The church is neither the place to make dubious fashion shows nor the place to play games of seduction. We can of course dress according to our style and tastes, wear the latest trendy sneakers, but sexy dresses and shorts do not fit in the church. The church suits is a type of suit that likely you have some attire that reflects modesty and neatness. We are not here to draw attention to ourselves. Our dress should not shock women or attract men’s eyes.

The tail or frock coat

In general, the tail or frock coat is usually black in color. This suit is short at the front and longer at the back, with character in a point down to the back of the knees. Its shape is reminiscent of the tail of the famous thief bird. It is dedicated to great occasions like your wedding for example.

How to wear suit

As we have no doubt guessed, the jacket is the centerpiece of the suit. To choose badly, it is enough to reduce to nothing the appearance of its bearer. Therefore, it is important to know certain things before you buy them.

Tradition that the suit jacket is, in principle, inseparable from its trousers; while the blazer is perfect for a more casual outfit, which can be mismatched. It is true that the perfect “gentleman” at nature to be stylistically compliant…

The suit jacket

There are tips to know its good size:

  • Regarding the belting, the jacket should tighten slightly at the waist at the rate of a fold when the first button is put to accentuate your shoulders.
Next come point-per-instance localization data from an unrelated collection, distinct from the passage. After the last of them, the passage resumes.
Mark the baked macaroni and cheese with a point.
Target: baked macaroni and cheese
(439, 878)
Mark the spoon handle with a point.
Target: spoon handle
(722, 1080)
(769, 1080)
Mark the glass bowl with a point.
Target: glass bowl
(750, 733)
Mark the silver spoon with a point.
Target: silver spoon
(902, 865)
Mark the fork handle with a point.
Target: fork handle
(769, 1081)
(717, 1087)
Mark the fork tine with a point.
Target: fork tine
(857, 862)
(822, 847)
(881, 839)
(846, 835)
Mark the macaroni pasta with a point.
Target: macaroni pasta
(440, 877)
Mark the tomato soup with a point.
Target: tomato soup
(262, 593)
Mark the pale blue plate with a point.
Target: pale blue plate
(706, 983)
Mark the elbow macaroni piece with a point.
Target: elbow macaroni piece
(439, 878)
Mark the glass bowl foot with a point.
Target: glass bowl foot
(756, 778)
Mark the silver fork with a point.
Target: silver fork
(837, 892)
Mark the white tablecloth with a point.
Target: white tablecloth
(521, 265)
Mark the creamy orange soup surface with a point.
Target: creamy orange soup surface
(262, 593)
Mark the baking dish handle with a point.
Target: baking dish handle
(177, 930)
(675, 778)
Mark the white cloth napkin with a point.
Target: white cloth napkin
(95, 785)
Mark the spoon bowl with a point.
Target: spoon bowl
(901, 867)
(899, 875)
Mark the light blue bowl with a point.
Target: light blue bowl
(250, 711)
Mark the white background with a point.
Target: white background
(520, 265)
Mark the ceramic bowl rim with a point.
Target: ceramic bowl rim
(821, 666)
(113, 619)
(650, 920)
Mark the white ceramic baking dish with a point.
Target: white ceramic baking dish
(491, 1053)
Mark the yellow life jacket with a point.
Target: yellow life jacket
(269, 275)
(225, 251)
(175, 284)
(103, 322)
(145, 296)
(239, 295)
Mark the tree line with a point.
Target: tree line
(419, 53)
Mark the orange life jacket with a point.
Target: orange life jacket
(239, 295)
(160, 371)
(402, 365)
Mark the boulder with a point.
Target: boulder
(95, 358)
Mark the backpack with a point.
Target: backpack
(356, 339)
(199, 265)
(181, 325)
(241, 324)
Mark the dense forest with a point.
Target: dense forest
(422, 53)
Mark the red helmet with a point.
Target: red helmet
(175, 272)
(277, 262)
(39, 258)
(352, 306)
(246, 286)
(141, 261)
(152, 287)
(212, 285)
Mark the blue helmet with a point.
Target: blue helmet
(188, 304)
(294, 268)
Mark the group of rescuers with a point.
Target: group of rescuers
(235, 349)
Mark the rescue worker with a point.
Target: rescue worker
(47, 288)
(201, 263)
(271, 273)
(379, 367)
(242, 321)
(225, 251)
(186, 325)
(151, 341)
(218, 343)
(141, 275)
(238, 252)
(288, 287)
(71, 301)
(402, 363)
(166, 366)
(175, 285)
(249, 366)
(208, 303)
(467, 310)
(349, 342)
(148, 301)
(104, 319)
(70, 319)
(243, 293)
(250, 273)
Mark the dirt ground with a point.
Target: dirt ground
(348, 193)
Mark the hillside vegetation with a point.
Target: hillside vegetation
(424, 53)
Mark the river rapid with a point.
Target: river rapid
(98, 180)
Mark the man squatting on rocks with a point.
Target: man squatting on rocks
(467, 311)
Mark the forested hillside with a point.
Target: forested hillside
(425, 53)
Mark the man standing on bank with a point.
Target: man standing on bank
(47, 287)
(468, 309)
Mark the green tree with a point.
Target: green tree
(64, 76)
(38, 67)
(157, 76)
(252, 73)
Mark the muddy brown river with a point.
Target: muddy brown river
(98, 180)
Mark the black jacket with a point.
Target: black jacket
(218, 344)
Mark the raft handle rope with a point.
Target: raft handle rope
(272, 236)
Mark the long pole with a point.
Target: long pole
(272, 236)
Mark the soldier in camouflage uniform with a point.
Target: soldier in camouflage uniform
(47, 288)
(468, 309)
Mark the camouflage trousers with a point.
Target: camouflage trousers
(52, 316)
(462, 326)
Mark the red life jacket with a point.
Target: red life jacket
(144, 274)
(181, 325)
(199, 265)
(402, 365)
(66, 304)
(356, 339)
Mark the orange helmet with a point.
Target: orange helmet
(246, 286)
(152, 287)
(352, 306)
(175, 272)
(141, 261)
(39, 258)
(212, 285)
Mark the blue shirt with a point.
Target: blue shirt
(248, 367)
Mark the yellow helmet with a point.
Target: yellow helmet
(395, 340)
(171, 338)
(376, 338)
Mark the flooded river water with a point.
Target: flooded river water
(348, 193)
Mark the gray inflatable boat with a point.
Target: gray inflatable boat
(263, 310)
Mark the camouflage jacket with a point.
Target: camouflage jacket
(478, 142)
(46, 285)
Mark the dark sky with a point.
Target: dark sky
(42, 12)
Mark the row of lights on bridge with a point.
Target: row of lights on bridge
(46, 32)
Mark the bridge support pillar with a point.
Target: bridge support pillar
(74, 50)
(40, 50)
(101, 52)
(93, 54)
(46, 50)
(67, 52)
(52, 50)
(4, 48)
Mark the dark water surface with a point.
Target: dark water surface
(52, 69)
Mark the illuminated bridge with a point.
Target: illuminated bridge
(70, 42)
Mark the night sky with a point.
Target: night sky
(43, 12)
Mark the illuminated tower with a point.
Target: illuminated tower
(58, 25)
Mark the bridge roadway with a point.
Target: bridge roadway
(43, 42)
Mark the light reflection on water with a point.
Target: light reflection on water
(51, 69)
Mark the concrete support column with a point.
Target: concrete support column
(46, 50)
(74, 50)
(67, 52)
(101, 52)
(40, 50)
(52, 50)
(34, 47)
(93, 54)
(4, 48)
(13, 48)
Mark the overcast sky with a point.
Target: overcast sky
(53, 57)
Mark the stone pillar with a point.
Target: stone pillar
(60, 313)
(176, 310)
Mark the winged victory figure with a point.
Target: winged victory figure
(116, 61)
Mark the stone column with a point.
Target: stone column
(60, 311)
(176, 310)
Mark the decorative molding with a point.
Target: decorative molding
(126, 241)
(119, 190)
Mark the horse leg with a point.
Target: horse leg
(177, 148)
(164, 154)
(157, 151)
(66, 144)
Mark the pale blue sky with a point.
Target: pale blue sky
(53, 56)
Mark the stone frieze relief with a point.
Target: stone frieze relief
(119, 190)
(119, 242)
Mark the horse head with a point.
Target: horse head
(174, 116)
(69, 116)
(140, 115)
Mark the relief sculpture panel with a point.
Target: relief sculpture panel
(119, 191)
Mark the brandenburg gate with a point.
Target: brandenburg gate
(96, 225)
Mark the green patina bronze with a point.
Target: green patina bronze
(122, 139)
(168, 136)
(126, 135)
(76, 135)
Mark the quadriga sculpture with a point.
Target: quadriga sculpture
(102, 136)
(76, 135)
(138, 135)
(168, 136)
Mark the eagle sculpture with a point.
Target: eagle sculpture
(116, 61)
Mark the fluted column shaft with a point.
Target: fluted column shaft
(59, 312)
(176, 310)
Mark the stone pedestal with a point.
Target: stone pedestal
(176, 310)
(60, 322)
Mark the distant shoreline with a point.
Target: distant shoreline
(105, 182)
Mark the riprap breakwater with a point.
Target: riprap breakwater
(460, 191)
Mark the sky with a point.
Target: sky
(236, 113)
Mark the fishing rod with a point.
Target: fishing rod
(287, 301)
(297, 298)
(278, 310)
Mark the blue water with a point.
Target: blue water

Too many wrinkles from the armpits to the buttons would be like a suit jacket too tight.
  • Regarding the length of the suit jacket, the bottom edge of the jacket should reach your fingertips when your arms are relaxed throughout the body, your sleeves should fall just above the wrists showing one to two centimeters cuff.

Suit pants

Not too wide, not too tight, neither too short nor too long; the suit pants should have the correct size. Indeed, it must “break” on the shoe by making only one fold. If there is no crease, it means that the pants are either too small or too fair. If the fold is too deep or there is too much crease, it means that the pants are too big.

Very important: pants should be avoided with folds in front or backhands. Pleated trousers are out of date today. Choose a flat pant that will refine your legs.